When a true breach does occur, the law is quite specific about the steps that must be followed. Detailed information is available through HHS at: www.hhs.gov/ocr/privacy/hipaa/understanding/coveredentities/breachnotificationifr.html. When more than 500 records have been breached … or potentially breached, such as might happen with a stolen laptop … then the covered entity must notify the media and the information is posted on OCR’s ‘Wall of Shame.’

Knowing the federal law, however, is not enough. As Chestler pointed out, most states now also have their own privacy breach notification laws. Therefore, if a breach occurs, not only must the HITECH rules be followed but steps must be taken as outlined in the statutes of any state from which a patient resides. This is particularly important in large urban settings where patients might travel regionally or nationally for treatment. “HIPAA is a starting point and provides a good baseline, but that’s not the only law (covered entities) need to know about,” said Chestler.

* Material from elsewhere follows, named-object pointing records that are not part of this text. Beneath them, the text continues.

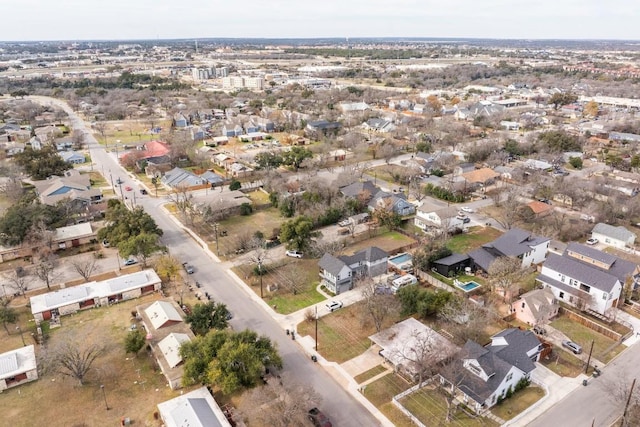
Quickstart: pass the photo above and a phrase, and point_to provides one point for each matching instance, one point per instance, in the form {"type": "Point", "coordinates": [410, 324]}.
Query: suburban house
{"type": "Point", "coordinates": [166, 332]}
{"type": "Point", "coordinates": [618, 237]}
{"type": "Point", "coordinates": [364, 190]}
{"type": "Point", "coordinates": [73, 157]}
{"type": "Point", "coordinates": [587, 278]}
{"type": "Point", "coordinates": [411, 340]}
{"type": "Point", "coordinates": [516, 243]}
{"type": "Point", "coordinates": [178, 178]}
{"type": "Point", "coordinates": [93, 294]}
{"type": "Point", "coordinates": [18, 367]}
{"type": "Point", "coordinates": [536, 307]}
{"type": "Point", "coordinates": [391, 202]}
{"type": "Point", "coordinates": [430, 215]}
{"type": "Point", "coordinates": [479, 376]}
{"type": "Point", "coordinates": [197, 408]}
{"type": "Point", "coordinates": [338, 273]}
{"type": "Point", "coordinates": [72, 185]}
{"type": "Point", "coordinates": [378, 125]}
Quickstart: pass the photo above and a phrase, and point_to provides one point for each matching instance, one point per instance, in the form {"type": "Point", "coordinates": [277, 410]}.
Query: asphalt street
{"type": "Point", "coordinates": [341, 407]}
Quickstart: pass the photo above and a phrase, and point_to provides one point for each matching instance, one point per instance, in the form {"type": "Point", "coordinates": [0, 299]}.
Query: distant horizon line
{"type": "Point", "coordinates": [332, 38]}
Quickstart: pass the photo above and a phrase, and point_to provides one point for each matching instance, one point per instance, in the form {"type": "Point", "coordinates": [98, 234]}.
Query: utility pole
{"type": "Point", "coordinates": [626, 406]}
{"type": "Point", "coordinates": [586, 369]}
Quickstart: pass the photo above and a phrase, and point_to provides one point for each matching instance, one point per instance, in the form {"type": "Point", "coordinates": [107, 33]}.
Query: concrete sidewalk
{"type": "Point", "coordinates": [556, 388]}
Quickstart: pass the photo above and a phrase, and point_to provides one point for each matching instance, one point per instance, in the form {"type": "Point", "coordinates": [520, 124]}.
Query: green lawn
{"type": "Point", "coordinates": [476, 237]}
{"type": "Point", "coordinates": [583, 336]}
{"type": "Point", "coordinates": [343, 335]}
{"type": "Point", "coordinates": [388, 241]}
{"type": "Point", "coordinates": [381, 392]}
{"type": "Point", "coordinates": [369, 374]}
{"type": "Point", "coordinates": [284, 301]}
{"type": "Point", "coordinates": [517, 403]}
{"type": "Point", "coordinates": [430, 407]}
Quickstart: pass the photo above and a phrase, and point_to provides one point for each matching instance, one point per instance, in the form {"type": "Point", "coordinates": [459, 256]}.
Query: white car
{"type": "Point", "coordinates": [294, 254]}
{"type": "Point", "coordinates": [334, 305]}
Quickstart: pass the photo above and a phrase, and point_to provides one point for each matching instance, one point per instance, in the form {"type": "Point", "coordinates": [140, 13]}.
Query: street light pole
{"type": "Point", "coordinates": [104, 394]}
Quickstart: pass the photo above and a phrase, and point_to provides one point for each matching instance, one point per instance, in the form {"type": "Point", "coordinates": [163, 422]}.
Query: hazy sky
{"type": "Point", "coordinates": [151, 19]}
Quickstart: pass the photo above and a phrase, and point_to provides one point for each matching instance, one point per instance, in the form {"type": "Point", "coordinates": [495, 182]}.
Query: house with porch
{"type": "Point", "coordinates": [432, 215]}
{"type": "Point", "coordinates": [479, 376]}
{"type": "Point", "coordinates": [339, 273]}
{"type": "Point", "coordinates": [587, 278]}
{"type": "Point", "coordinates": [18, 367]}
{"type": "Point", "coordinates": [166, 332]}
{"type": "Point", "coordinates": [70, 300]}
{"type": "Point", "coordinates": [618, 237]}
{"type": "Point", "coordinates": [515, 243]}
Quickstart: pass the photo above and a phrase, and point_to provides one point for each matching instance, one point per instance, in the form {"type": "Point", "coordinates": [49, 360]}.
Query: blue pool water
{"type": "Point", "coordinates": [400, 259]}
{"type": "Point", "coordinates": [469, 286]}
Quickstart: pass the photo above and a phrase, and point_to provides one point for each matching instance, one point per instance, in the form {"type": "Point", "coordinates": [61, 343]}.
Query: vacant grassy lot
{"type": "Point", "coordinates": [344, 334]}
{"type": "Point", "coordinates": [132, 385]}
{"type": "Point", "coordinates": [380, 393]}
{"type": "Point", "coordinates": [369, 374]}
{"type": "Point", "coordinates": [476, 237]}
{"type": "Point", "coordinates": [583, 336]}
{"type": "Point", "coordinates": [301, 273]}
{"type": "Point", "coordinates": [517, 403]}
{"type": "Point", "coordinates": [430, 407]}
{"type": "Point", "coordinates": [389, 241]}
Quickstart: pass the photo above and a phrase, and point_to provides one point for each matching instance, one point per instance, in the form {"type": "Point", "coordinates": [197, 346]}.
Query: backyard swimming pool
{"type": "Point", "coordinates": [467, 287]}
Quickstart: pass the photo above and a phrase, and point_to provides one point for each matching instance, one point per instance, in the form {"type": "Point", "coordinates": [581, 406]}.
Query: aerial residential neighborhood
{"type": "Point", "coordinates": [346, 232]}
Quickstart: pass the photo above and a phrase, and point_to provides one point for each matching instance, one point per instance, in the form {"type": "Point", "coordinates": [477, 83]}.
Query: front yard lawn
{"type": "Point", "coordinates": [343, 335]}
{"type": "Point", "coordinates": [582, 335]}
{"type": "Point", "coordinates": [476, 237]}
{"type": "Point", "coordinates": [301, 273]}
{"type": "Point", "coordinates": [390, 241]}
{"type": "Point", "coordinates": [517, 403]}
{"type": "Point", "coordinates": [380, 393]}
{"type": "Point", "coordinates": [430, 407]}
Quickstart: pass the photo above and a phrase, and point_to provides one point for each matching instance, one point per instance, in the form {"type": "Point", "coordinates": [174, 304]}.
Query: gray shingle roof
{"type": "Point", "coordinates": [331, 264]}
{"type": "Point", "coordinates": [519, 342]}
{"type": "Point", "coordinates": [618, 233]}
{"type": "Point", "coordinates": [581, 272]}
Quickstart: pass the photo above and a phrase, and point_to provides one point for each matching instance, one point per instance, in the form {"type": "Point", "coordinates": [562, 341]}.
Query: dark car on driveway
{"type": "Point", "coordinates": [318, 418]}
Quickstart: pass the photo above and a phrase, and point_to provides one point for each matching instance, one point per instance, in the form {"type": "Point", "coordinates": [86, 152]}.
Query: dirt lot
{"type": "Point", "coordinates": [132, 386]}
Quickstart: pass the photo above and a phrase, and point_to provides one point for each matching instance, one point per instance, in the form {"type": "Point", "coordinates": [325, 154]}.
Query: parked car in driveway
{"type": "Point", "coordinates": [294, 254]}
{"type": "Point", "coordinates": [334, 305]}
{"type": "Point", "coordinates": [318, 418]}
{"type": "Point", "coordinates": [573, 347]}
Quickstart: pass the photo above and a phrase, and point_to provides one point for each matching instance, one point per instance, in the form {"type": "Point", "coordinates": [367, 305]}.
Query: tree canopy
{"type": "Point", "coordinates": [41, 164]}
{"type": "Point", "coordinates": [204, 317]}
{"type": "Point", "coordinates": [230, 360]}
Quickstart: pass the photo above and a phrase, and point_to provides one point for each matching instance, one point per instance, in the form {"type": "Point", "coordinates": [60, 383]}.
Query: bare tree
{"type": "Point", "coordinates": [46, 270]}
{"type": "Point", "coordinates": [379, 306]}
{"type": "Point", "coordinates": [281, 402]}
{"type": "Point", "coordinates": [18, 282]}
{"type": "Point", "coordinates": [74, 357]}
{"type": "Point", "coordinates": [85, 266]}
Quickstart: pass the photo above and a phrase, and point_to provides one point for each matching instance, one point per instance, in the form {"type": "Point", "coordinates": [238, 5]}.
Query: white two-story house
{"type": "Point", "coordinates": [480, 376]}
{"type": "Point", "coordinates": [338, 273]}
{"type": "Point", "coordinates": [586, 277]}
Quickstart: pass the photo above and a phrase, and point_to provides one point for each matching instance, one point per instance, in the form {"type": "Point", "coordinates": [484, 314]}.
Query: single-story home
{"type": "Point", "coordinates": [197, 408]}
{"type": "Point", "coordinates": [18, 367]}
{"type": "Point", "coordinates": [166, 332]}
{"type": "Point", "coordinates": [93, 294]}
{"type": "Point", "coordinates": [618, 237]}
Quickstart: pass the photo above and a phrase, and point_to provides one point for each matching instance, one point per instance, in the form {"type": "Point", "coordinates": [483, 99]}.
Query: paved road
{"type": "Point", "coordinates": [343, 409]}
{"type": "Point", "coordinates": [594, 403]}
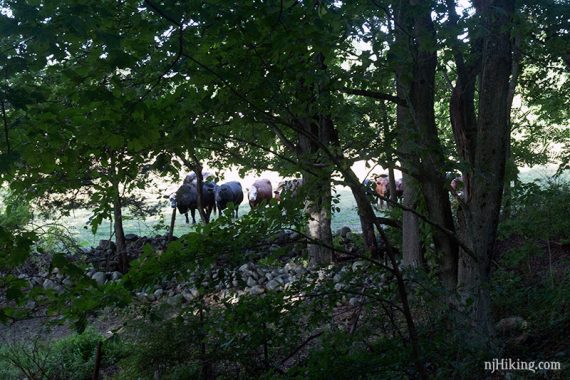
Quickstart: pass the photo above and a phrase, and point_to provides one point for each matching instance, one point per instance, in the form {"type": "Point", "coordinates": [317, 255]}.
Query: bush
{"type": "Point", "coordinates": [72, 357]}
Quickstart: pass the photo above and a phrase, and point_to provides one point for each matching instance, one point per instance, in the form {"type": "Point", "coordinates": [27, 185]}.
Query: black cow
{"type": "Point", "coordinates": [186, 199]}
{"type": "Point", "coordinates": [230, 192]}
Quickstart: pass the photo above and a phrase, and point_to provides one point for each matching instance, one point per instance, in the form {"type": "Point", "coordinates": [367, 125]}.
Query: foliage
{"type": "Point", "coordinates": [67, 358]}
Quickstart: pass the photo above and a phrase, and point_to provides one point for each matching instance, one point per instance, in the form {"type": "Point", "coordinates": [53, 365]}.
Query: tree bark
{"type": "Point", "coordinates": [318, 209]}
{"type": "Point", "coordinates": [120, 240]}
{"type": "Point", "coordinates": [421, 150]}
{"type": "Point", "coordinates": [411, 242]}
{"type": "Point", "coordinates": [490, 142]}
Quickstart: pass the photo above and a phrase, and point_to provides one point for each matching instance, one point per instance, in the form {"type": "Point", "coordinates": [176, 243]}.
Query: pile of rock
{"type": "Point", "coordinates": [105, 259]}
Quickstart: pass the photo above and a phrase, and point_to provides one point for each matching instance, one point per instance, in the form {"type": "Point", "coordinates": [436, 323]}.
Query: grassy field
{"type": "Point", "coordinates": [157, 224]}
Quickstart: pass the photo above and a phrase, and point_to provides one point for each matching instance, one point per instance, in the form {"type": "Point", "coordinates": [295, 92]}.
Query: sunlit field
{"type": "Point", "coordinates": [158, 224]}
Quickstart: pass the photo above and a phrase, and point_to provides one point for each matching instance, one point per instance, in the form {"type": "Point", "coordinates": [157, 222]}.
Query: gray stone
{"type": "Point", "coordinates": [344, 231]}
{"type": "Point", "coordinates": [175, 300]}
{"type": "Point", "coordinates": [359, 264]}
{"type": "Point", "coordinates": [142, 296]}
{"type": "Point", "coordinates": [158, 293]}
{"type": "Point", "coordinates": [272, 285]}
{"type": "Point", "coordinates": [99, 278]}
{"type": "Point", "coordinates": [107, 244]}
{"type": "Point", "coordinates": [243, 268]}
{"type": "Point", "coordinates": [195, 293]}
{"type": "Point", "coordinates": [48, 284]}
{"type": "Point", "coordinates": [187, 296]}
{"type": "Point", "coordinates": [354, 301]}
{"type": "Point", "coordinates": [255, 290]}
{"type": "Point", "coordinates": [251, 281]}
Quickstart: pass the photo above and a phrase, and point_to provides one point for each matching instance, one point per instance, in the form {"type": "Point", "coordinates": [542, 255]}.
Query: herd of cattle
{"type": "Point", "coordinates": [219, 197]}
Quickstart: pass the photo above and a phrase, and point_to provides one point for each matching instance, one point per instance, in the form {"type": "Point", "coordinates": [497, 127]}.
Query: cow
{"type": "Point", "coordinates": [229, 192]}
{"type": "Point", "coordinates": [288, 187]}
{"type": "Point", "coordinates": [457, 185]}
{"type": "Point", "coordinates": [261, 191]}
{"type": "Point", "coordinates": [382, 189]}
{"type": "Point", "coordinates": [191, 178]}
{"type": "Point", "coordinates": [186, 199]}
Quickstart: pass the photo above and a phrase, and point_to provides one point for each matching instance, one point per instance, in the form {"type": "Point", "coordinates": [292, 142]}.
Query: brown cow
{"type": "Point", "coordinates": [261, 191]}
{"type": "Point", "coordinates": [382, 189]}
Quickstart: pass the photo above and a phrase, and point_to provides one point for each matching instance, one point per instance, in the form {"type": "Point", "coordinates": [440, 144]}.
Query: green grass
{"type": "Point", "coordinates": [158, 224]}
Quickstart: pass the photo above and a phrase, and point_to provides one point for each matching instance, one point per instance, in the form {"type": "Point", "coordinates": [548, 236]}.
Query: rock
{"type": "Point", "coordinates": [354, 301]}
{"type": "Point", "coordinates": [195, 293]}
{"type": "Point", "coordinates": [142, 296]}
{"type": "Point", "coordinates": [343, 232]}
{"type": "Point", "coordinates": [175, 300]}
{"type": "Point", "coordinates": [359, 264]}
{"type": "Point", "coordinates": [187, 296]}
{"type": "Point", "coordinates": [99, 278]}
{"type": "Point", "coordinates": [244, 267]}
{"type": "Point", "coordinates": [272, 285]}
{"type": "Point", "coordinates": [107, 244]}
{"type": "Point", "coordinates": [255, 290]}
{"type": "Point", "coordinates": [49, 284]}
{"type": "Point", "coordinates": [509, 325]}
{"type": "Point", "coordinates": [158, 293]}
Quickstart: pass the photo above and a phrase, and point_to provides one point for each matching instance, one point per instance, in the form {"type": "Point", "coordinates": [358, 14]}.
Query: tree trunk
{"type": "Point", "coordinates": [120, 240]}
{"type": "Point", "coordinates": [318, 209]}
{"type": "Point", "coordinates": [411, 242]}
{"type": "Point", "coordinates": [483, 202]}
{"type": "Point", "coordinates": [421, 150]}
{"type": "Point", "coordinates": [365, 210]}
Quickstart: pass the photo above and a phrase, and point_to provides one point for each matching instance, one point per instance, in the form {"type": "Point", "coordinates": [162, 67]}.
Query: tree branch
{"type": "Point", "coordinates": [374, 95]}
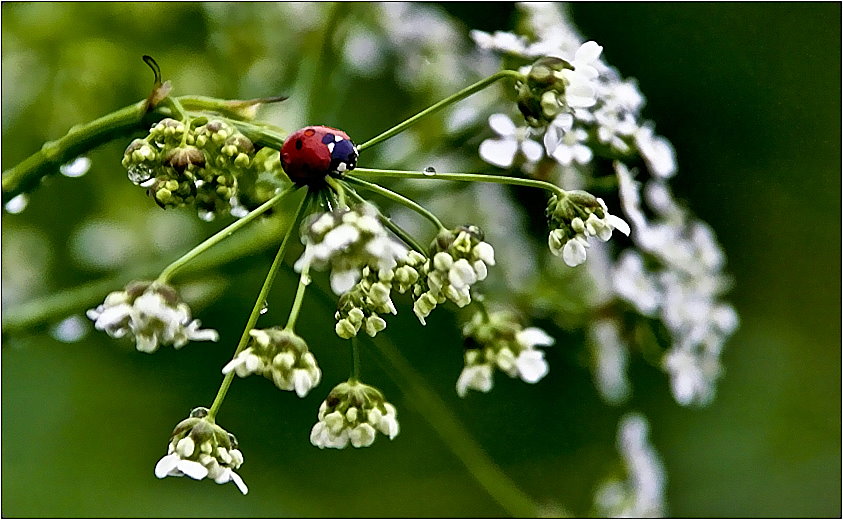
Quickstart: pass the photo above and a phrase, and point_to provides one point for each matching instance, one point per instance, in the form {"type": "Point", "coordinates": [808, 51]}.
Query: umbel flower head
{"type": "Point", "coordinates": [347, 241]}
{"type": "Point", "coordinates": [459, 259]}
{"type": "Point", "coordinates": [211, 166]}
{"type": "Point", "coordinates": [152, 313]}
{"type": "Point", "coordinates": [371, 296]}
{"type": "Point", "coordinates": [499, 340]}
{"type": "Point", "coordinates": [353, 413]}
{"type": "Point", "coordinates": [199, 448]}
{"type": "Point", "coordinates": [576, 217]}
{"type": "Point", "coordinates": [554, 85]}
{"type": "Point", "coordinates": [280, 355]}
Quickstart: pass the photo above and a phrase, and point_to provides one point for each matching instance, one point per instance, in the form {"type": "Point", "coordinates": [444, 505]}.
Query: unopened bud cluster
{"type": "Point", "coordinates": [573, 219]}
{"type": "Point", "coordinates": [200, 449]}
{"type": "Point", "coordinates": [348, 241]}
{"type": "Point", "coordinates": [281, 356]}
{"type": "Point", "coordinates": [553, 86]}
{"type": "Point", "coordinates": [459, 259]}
{"type": "Point", "coordinates": [353, 413]}
{"type": "Point", "coordinates": [152, 313]}
{"type": "Point", "coordinates": [499, 340]}
{"type": "Point", "coordinates": [371, 296]}
{"type": "Point", "coordinates": [211, 166]}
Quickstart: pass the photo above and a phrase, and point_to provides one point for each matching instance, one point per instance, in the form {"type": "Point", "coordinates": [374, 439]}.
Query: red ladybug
{"type": "Point", "coordinates": [310, 154]}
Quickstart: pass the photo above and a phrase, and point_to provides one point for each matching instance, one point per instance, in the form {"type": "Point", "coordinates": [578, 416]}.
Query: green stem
{"type": "Point", "coordinates": [256, 310]}
{"type": "Point", "coordinates": [226, 232]}
{"type": "Point", "coordinates": [380, 190]}
{"type": "Point", "coordinates": [304, 281]}
{"type": "Point", "coordinates": [80, 139]}
{"type": "Point", "coordinates": [462, 94]}
{"type": "Point", "coordinates": [355, 359]}
{"type": "Point", "coordinates": [392, 226]}
{"type": "Point", "coordinates": [464, 177]}
{"type": "Point", "coordinates": [499, 486]}
{"type": "Point", "coordinates": [339, 189]}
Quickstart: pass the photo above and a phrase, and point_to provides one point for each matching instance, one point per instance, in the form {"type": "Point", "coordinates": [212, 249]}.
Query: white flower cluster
{"type": "Point", "coordinates": [681, 283]}
{"type": "Point", "coordinates": [347, 241]}
{"type": "Point", "coordinates": [596, 100]}
{"type": "Point", "coordinates": [498, 340]}
{"type": "Point", "coordinates": [281, 356]}
{"type": "Point", "coordinates": [200, 449]}
{"type": "Point", "coordinates": [642, 494]}
{"type": "Point", "coordinates": [151, 313]}
{"type": "Point", "coordinates": [460, 259]}
{"type": "Point", "coordinates": [353, 413]}
{"type": "Point", "coordinates": [576, 217]}
{"type": "Point", "coordinates": [359, 307]}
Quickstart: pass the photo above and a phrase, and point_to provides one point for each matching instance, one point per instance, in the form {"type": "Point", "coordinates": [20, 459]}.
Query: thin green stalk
{"type": "Point", "coordinates": [304, 281]}
{"type": "Point", "coordinates": [464, 177]}
{"type": "Point", "coordinates": [462, 94]}
{"type": "Point", "coordinates": [380, 190]}
{"type": "Point", "coordinates": [499, 486]}
{"type": "Point", "coordinates": [259, 304]}
{"type": "Point", "coordinates": [24, 176]}
{"type": "Point", "coordinates": [226, 232]}
{"type": "Point", "coordinates": [355, 359]}
{"type": "Point", "coordinates": [392, 226]}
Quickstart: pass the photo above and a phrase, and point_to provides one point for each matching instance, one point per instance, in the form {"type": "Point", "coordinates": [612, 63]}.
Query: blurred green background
{"type": "Point", "coordinates": [749, 94]}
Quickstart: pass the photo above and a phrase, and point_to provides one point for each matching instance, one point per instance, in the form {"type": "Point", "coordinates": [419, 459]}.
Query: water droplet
{"type": "Point", "coordinates": [76, 168]}
{"type": "Point", "coordinates": [17, 204]}
{"type": "Point", "coordinates": [139, 173]}
{"type": "Point", "coordinates": [71, 329]}
{"type": "Point", "coordinates": [239, 211]}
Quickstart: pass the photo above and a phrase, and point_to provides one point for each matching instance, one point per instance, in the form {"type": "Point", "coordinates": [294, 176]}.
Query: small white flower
{"type": "Point", "coordinates": [153, 314]}
{"type": "Point", "coordinates": [570, 149]}
{"type": "Point", "coordinates": [355, 414]}
{"type": "Point", "coordinates": [657, 152]}
{"type": "Point", "coordinates": [501, 151]}
{"type": "Point", "coordinates": [201, 449]}
{"type": "Point", "coordinates": [476, 377]}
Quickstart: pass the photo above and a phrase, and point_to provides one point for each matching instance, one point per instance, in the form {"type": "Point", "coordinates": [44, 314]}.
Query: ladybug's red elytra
{"type": "Point", "coordinates": [310, 154]}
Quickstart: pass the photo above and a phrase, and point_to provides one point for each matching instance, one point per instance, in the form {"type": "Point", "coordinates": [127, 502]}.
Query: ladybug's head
{"type": "Point", "coordinates": [314, 152]}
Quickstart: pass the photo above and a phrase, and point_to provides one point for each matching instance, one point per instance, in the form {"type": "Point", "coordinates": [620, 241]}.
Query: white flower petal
{"type": "Point", "coordinates": [500, 152]}
{"type": "Point", "coordinates": [502, 125]}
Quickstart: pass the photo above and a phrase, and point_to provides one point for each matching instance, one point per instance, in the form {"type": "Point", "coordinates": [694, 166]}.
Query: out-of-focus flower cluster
{"type": "Point", "coordinates": [498, 340]}
{"type": "Point", "coordinates": [152, 313]}
{"type": "Point", "coordinates": [347, 241]}
{"type": "Point", "coordinates": [640, 494]}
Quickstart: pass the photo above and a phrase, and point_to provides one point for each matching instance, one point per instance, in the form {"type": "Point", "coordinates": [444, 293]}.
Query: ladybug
{"type": "Point", "coordinates": [314, 152]}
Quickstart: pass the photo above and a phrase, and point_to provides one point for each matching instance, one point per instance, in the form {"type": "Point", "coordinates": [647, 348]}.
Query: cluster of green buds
{"type": "Point", "coordinates": [575, 217]}
{"type": "Point", "coordinates": [280, 355]}
{"type": "Point", "coordinates": [360, 307]}
{"type": "Point", "coordinates": [459, 259]}
{"type": "Point", "coordinates": [552, 85]}
{"type": "Point", "coordinates": [499, 340]}
{"type": "Point", "coordinates": [209, 166]}
{"type": "Point", "coordinates": [347, 241]}
{"type": "Point", "coordinates": [353, 413]}
{"type": "Point", "coordinates": [199, 448]}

 For example, HITECH/HIPAA requires notification “without unreasonable delay and in no case more than 60 calendar days from discovery,” Chestler explained. However, California’s law is much tighter on timelines. “In 2010, the state of California fined a hospital $250,000 — the highest possible penalty — for failing to notify patients within the mandatory five days for facilities. They notified them within two weeks, but they still got the maximum penalty,” she said.

 

An Ounce of Prevention

“This is one of those issues where we’re trying to encourage our members to be proactive because you want to avoid a breach rather than have to send out notifications,” said Tennant. He added that even if the harm standard should be eliminated from the final rule, it’s likely that certain safe harbor standards would still apply such as media destruction and encryption. “We’re certainly encouraging our members to explore encryption, especially since more and more physicians are using mobile technology.”

Like Tennant, Chestler said her message is always about preventive measures. However, she added, the reality is often a matter of when not if there is a breach. When a breach does occur, it’s vital to be ready. “If they don’t have the basics down, then their breach has turned into a much bigger issue than it had to.”

She continued, “Hackers and viruses exist, and they’ll always exist. The question is, ‘What are you doing to prevent hackers or viruses from successfully infiltrating your systems?’ If the answer is ‘nothing,’ then you have a problem.”

Even without the final rule, there has been a lot of tweaking since major privacy regulations were rolled out in 2003. Tennant said it’s vital for covered entities to reevaluate their privacy and security plans, update virus software, ensure the current team understands the law, and to reassess how daily operations have changed over time and what that means in light of increased data exchange. “From time to time, you should have a long, hard look at your policies and procedures to make sure they are really doing what you want them to do.”

 

Looking Ahead

Both Chestler and Tennant said HHS is developing an omnibus HIPAA rule that is anticipated by year’s end. The expectation is that the final privacy breach notification rule will come out on or about the same time.

“What we’re trying to do with HITECH is craft regulations that don’t impede the ability of physicians to provide care for their patients but do provide an adequate level of privacy protection,” concluded Tennant. “We’re cautiously optimistic that we’ll see a privacy breach notification rule that is workable for the physician practice community.”